I wonder what it meant?
» Photogenic is not my middle name
As proof by this, this and this.

I don't think I need to make any other comments.
» I bought a plane ticket!
I finally gone and done it. I bought a plane ticket for a wee visit to San Francisco. I'll be arriving in the glorious Bay Area on Wednesday, March 7th, at 11:20am. Then departing for Toronto on March 25th at 11:05am. I can't believe I finally was able to do it. Now I just need to tell my friends I'm coming. Hopefully they haven't forgotten about me and want to hang out.
» I'm...
stressed,

agitated,

overworked,

underloved,

cranky,

unfocused,

confused,

pouty,

and tired.




Plus I have figurative dishpan hands.




The end.
» We have flurries...
Large puffy ones.

So I guess winter is finally here. Let me just look out the window a bit.

*sigh*

The In-Laws were in town (arriving Christmas Eve and leaving this morning) and I'm trying desperately to get back in to my groove. The visit went well. I'm a wee bit hesitant but willing to say that I actually had a good time and was slightly sad to see them off so early.

But... see there's lots of chocolate in the house, blogs that haven't been read and approximately 100 emails that aren't spam I need to get to and I can't procrastinate taking care of these things if In-Laws are still here. Not to mention the work project I need to start and the one I need to finally put to bed. *whistles and shuffles feet*

Wouldn't you agree that the week between Christmas and New Year's is always the hardest? And I'm finding it more so since I'm working from home. Trolling the internet and clicking on every link I could get my mouse to I found my favourite Jim Carrey skit from "In Living Color." Yes I know, if I wanted to find this skit all I needed was youtube. Well I guess I wasn't that interested in finding it. But I think it helped my post-Christmas blues and I'm glad I stumbled upon it. I leave it here for you to enjoy while I go eat more chocolate,'k?


» I'm in! I'm in! I'm in!
So yesterday's event wasn't so much of an interview. Unless you consider being asked two questions and showing some ID an interview. The questions were:

1) Do I have any dependents in or out of Canada?
2) Have I ever been denied entry into Canada or been deported because of a crime or other reason?

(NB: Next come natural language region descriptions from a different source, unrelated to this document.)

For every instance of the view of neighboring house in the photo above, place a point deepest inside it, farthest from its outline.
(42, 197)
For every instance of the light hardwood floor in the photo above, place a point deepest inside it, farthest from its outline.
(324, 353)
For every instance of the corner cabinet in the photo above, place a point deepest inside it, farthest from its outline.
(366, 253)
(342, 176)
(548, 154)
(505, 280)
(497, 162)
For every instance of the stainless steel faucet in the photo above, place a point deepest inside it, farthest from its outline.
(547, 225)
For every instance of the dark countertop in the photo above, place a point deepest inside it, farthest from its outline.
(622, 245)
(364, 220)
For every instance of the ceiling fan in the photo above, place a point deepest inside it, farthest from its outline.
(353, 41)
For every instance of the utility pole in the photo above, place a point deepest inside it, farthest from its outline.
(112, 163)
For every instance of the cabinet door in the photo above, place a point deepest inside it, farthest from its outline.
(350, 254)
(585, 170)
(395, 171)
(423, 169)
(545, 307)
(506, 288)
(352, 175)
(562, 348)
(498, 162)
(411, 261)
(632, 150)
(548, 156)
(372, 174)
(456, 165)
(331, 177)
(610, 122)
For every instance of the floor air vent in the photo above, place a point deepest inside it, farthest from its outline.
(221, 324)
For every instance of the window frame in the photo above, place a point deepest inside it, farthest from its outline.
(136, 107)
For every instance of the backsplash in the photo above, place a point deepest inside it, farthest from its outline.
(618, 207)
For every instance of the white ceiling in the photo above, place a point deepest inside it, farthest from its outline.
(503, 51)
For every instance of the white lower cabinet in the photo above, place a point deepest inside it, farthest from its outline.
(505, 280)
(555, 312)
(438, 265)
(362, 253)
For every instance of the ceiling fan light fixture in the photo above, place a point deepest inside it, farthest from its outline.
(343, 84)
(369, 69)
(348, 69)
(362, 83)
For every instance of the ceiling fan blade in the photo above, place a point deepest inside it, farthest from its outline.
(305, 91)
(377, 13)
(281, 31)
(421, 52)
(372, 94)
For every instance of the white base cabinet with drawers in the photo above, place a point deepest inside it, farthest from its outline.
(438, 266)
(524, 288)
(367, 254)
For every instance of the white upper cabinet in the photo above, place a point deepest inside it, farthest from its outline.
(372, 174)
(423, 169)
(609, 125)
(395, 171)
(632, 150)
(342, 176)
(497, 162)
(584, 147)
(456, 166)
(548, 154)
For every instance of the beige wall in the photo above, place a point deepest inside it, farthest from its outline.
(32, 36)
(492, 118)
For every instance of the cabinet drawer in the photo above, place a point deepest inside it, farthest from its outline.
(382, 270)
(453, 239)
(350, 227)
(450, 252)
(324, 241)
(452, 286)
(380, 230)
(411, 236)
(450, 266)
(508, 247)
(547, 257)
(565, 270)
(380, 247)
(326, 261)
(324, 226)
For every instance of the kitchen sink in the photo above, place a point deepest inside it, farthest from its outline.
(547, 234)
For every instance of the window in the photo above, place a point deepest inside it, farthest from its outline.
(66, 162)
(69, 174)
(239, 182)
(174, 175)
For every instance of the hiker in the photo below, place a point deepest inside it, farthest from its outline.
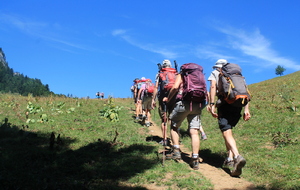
(187, 106)
(228, 116)
(134, 91)
(145, 98)
(102, 95)
(165, 79)
(138, 110)
(98, 95)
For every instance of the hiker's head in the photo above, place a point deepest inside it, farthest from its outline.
(220, 63)
(166, 63)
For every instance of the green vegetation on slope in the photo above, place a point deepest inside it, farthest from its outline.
(91, 152)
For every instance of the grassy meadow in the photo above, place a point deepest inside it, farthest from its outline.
(66, 143)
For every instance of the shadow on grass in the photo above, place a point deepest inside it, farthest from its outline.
(27, 162)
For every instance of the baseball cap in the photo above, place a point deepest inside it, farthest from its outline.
(167, 63)
(220, 63)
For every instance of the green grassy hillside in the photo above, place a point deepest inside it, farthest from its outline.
(91, 152)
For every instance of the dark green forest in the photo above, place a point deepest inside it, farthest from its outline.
(14, 82)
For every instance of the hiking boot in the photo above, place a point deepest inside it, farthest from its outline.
(143, 118)
(164, 142)
(239, 163)
(175, 154)
(228, 164)
(194, 163)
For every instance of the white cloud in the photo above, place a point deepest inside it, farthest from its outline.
(256, 45)
(159, 49)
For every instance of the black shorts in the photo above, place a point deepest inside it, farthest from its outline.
(228, 116)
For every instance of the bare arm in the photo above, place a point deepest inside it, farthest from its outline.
(174, 89)
(212, 95)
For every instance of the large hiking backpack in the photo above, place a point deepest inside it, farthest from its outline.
(149, 89)
(194, 84)
(232, 85)
(167, 78)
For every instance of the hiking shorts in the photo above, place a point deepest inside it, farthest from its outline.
(161, 108)
(228, 116)
(147, 103)
(182, 110)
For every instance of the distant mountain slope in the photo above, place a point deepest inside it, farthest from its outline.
(12, 82)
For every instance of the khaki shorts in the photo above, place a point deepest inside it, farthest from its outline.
(182, 110)
(147, 103)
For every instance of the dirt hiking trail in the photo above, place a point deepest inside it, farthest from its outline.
(218, 177)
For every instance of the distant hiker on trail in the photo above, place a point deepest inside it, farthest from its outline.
(134, 91)
(164, 81)
(98, 95)
(138, 110)
(102, 95)
(145, 97)
(228, 115)
(190, 87)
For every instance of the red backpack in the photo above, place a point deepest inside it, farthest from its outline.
(194, 84)
(167, 78)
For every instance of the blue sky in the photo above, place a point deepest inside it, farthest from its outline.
(81, 47)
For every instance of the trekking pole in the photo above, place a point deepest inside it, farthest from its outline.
(164, 132)
(175, 63)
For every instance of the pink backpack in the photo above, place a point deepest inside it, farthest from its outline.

Voila! Signed on the dotted line. That's was it. In 6-8 weeks I'll get my actual card. Then I can apply for Social Insurance, get on OHIP and most importantly travel freely in and out of Canada. Whee! I spent more time traveling to/from Scarborough and waiting for my number to be called than I did in the actual "interview." I really thought they would have asked some questions about my relationship with Paul, scrutinize our marriage license or SOMETHING! Oh, well. I'm not complaining.

Unfortunately today I'm feeling a wee bit under the weather. It started last night at dinner. I guess I really stressed myself out with not knowing how the interview was going to be handled and all that stress I had built up not knowing really has taken a toll on me. But I can't collapse yet. I have to get through the DKC meeting tonight. Hopefully I'll have a voice still by this evening.

x-posted in my knitting journal
» I'm a wreck...
My permanent residency interview is in less than two hours. I already have clammy hands and I have to pee like every 10 minutes. Eeep!
» Have I been naughty?
Or nice? Lifted from [info]brokenmellcifer

Fill my stocking with joy! )
» Still such a long process
Received a letter from Immigration Canada that states that processing of my application has been completed and that the Immigration Centre will call me concerning my status. The letter also seems to indicate there will be an interview as well, but doesn't go into much detail or give a timeframe.

Extremely excited but a wee bit annoyed. Let's get this over with already!!



EDIT: Okay. Maybe I should watch what I wish for. My interview is set for Wednesday, December 13th at 4:30pm. Eep!